Yılmaz Ergüvenç ve Teoman Törün üstadım, yazdıklarınızdan oldukça aydınlandım.  Çok teşekkür ederim. 1908 ve 1914 tarihleri arasındaki kesim benim için netleşti. Teoman üstadımın dolu dolu tarihi bilgilerinden nemalanmamın yanında, son paragrafında yapmış olduğu Kıbrıs ile ilgili tahlili, başından sonuna söylememek istediğim şeylerin tercümanı olmuş. Hem en bilimsel ve hem de en anlaşılır bir dil ile. K. Sevgi ve Saygılarımla. K. Mükremin BARUT


Yılmaz Ergüvenç IP: 78.176.118.xxx Tarih : 19.01.2012 18:21:32

Mükremin üstadım. Tabii ki 2. Meşrutiyetin ilanı İttihatçıların baskısıyla olmuştur ve tarih 23 ve 24 Temmuz 1908'dir. Ne var ki Meclisin açılışı ve Anayasanın kabulü 17 Aralık 1908'i buldu. O zamanlar Talât Bey gibi bir posta-telgraf başkâtibinin sadrazam olması düşünülemiyordu (Hüseyin Cahit'in bir makalesinden). Sait Paşa sadrazam oldu ve kabineyi kurdu. Kabinesinde İttihatçılardan Cavit Beyi Maliye Nazırı, Talat Beyi Dahiliye Nazırı yaptı. Sizin haklı olduğunuz yan İttihatçıların hükümet üzerinde baskılarının devam etmiş olduğudur. Ancak sonu gelmeyen başkaldırılar ve de İtilâfçıların şiddetli muhalefeti ile her iki nazır ve hükümet istifa etmek zorunda kaldılar. İttihat-Terakki'nin tek başına hükümet olması, Talat Beyin Paşa yapılması ve sadrazam olması ve de ülkeyi felâkete sürüklemesi 1914 yılından sonradır. (Bu ortamı yaşamış babamın anı ve notlarından).  Sevgi ve saygılarımla,  


K. Mükremin BARUT IP: 88.224.44.xxx Tarih : 19.01.2012 14:49:56

Yılmaz üstadım katkılarınız ve eleştrilerinizden dolayı teşekkür ederim. Ben Birinci Meşrutiyeti 1908 bilirim. Aynı zamada İttihat Terakinin iktidar oluşu da bu tarihtir. Sizden sonra vikipedia dan da baktım. O da beni doğruluyor.

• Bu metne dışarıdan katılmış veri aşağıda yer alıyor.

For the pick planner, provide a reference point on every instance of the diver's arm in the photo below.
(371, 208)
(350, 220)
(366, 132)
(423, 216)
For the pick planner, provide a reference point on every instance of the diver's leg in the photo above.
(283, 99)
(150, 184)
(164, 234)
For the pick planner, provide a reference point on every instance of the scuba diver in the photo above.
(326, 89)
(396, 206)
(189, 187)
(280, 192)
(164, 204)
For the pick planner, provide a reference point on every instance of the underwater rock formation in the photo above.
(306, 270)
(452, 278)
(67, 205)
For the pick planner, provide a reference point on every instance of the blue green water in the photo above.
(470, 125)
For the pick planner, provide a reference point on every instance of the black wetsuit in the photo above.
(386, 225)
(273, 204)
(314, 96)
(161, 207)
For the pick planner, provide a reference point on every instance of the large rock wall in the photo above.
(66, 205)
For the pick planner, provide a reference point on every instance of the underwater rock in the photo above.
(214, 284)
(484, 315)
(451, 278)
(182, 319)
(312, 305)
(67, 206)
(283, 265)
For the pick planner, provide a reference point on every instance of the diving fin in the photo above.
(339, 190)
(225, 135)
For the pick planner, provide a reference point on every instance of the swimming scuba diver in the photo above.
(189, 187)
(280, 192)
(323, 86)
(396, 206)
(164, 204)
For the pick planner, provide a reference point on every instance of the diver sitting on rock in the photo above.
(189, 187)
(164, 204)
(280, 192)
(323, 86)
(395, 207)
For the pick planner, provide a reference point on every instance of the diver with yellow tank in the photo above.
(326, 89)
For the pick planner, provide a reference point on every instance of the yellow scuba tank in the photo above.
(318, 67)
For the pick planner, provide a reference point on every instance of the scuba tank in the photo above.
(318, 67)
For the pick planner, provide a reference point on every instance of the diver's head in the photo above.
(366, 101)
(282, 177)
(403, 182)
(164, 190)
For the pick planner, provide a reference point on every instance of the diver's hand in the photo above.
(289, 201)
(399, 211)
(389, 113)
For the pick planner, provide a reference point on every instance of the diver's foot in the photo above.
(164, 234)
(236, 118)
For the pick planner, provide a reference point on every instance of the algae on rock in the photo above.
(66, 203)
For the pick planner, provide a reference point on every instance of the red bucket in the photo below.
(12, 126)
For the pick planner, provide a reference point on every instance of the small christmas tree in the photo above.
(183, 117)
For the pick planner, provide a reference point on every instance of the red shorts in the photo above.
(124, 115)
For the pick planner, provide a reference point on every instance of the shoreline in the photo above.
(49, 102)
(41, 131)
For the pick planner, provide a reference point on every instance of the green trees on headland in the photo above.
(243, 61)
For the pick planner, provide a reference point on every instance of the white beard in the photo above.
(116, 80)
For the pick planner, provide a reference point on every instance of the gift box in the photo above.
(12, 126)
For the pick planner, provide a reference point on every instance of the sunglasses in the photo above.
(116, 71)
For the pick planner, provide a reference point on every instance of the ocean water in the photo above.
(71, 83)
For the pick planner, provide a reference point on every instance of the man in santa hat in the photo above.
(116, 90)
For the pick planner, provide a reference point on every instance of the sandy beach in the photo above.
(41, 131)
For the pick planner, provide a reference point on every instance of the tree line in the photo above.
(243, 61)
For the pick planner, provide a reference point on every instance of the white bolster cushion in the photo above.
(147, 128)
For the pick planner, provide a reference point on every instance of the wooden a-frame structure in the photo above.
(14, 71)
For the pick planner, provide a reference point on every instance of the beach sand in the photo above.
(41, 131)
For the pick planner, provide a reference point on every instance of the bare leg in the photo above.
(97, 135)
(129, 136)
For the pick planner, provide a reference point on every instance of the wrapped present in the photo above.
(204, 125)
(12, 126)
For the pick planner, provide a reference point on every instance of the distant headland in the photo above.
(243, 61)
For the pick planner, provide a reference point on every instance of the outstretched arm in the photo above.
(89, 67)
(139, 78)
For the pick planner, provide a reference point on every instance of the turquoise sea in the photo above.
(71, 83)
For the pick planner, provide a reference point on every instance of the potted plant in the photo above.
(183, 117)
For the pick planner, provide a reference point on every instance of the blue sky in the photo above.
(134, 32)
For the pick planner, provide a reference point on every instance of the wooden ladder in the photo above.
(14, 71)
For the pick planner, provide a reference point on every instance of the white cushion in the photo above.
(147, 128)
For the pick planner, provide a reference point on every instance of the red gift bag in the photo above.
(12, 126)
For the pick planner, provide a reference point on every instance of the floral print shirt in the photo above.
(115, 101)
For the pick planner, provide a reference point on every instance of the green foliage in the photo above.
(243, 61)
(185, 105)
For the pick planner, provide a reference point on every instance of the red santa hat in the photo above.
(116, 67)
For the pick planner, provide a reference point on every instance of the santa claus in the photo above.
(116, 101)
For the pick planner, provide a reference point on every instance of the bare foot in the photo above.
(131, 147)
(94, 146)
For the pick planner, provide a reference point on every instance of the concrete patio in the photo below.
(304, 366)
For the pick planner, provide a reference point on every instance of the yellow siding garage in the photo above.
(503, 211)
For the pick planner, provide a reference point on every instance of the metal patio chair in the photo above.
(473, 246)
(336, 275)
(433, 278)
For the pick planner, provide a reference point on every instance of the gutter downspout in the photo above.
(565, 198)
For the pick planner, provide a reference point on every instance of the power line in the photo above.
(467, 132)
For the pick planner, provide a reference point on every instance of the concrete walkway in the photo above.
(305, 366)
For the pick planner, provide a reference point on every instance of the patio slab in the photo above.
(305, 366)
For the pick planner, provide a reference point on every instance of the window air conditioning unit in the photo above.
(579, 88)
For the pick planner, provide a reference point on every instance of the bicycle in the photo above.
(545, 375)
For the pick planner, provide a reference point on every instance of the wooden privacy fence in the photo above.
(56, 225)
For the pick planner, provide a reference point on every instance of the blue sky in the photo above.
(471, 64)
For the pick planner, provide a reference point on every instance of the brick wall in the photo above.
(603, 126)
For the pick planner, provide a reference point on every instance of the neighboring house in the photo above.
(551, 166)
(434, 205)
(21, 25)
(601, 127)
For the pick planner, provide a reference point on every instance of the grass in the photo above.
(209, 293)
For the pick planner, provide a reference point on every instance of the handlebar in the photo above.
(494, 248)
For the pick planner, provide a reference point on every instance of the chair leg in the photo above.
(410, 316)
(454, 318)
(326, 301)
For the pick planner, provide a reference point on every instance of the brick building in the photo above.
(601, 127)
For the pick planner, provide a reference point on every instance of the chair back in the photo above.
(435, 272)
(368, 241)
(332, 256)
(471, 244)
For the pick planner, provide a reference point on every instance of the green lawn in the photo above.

Bence; 1789 Fransız İhtilalinin getirdiği Ulus tsnımı, Ulus Devlet kavramları tesiriyle dünyada gelişen ulusal başkaldırılar için, hangisi önceydi ve hangisi bir diğerini tetiklemişti ayırd etmek çok zor. Netice; jön Türklerin kendilerini Türk olarak tanımlaması ile bağlı ulusların farklılıklarını ortaya çıkarmaları neden sonuç ilişkisi olarak biri ötekini kovalamış olduğunu düşünüyorum. Saygılarımla. K. Mükremin BARUT


Mehmet Ersindigil IP: 84.62.15.xxx Tarih : 18.01.2012 17:30:53

Ellerine saglik Hocam"Evet gercekten Kibris icin bir cinardi,Rahmetli Rauf Denktas.Bugün KKTC varsa Rahmetli olanlar,Dr.Fazil Kücük,ve Rauf Denktas,in sayelerinde vardir.Her ikisine,de Tanri gani gani rahmet eylesin.Her ne hikmetse bu islam ülkelerinde genelde vardir.Meyve veren agac taslanir derlerdi Atalarimiz.Cok dugru söylemisler.

Türkiye Cumhuriyeti var olusunda,Dahi Mustafa Kemal Atatürk,ün hankinda inkara varan konusmalar var.Ismet Ünönü ayni,ve diger silah arkadaslarinin hakkinda bazi kötü iddialar yapilmistir,ve halen yapilmaktadir.Ayni sekilde Dr.Fazil Kücük,ve Rauf Denktas,in Kibris icin verdikleri mücadeleyi kendi milletinden inkar edenler vardir.Bilip bilmeden bu tür inkarcilarin neden böyle bir yola bas vurduklari anlamak mümkün degil.

Genclik yillarina ayak uydurmaya basladigimiz zaman Rahmetli Lefter Kücükandonyadis,in Maclarini Tv.Olmadigi dönemlerde radyodan dinlerdik.Kendisi bir Yunan asilli olmasina ragmen,Tüklügü benimseyip Türkiye,ye hizmet vermesi takdire sayan,dir.Türkiye ve Fenerbahce,ye yaptigi hizmetleri ortadadir.Topragi bol mekani cennet olsun.Tüm sevenlerin,de basi sagolsun saygilarimla.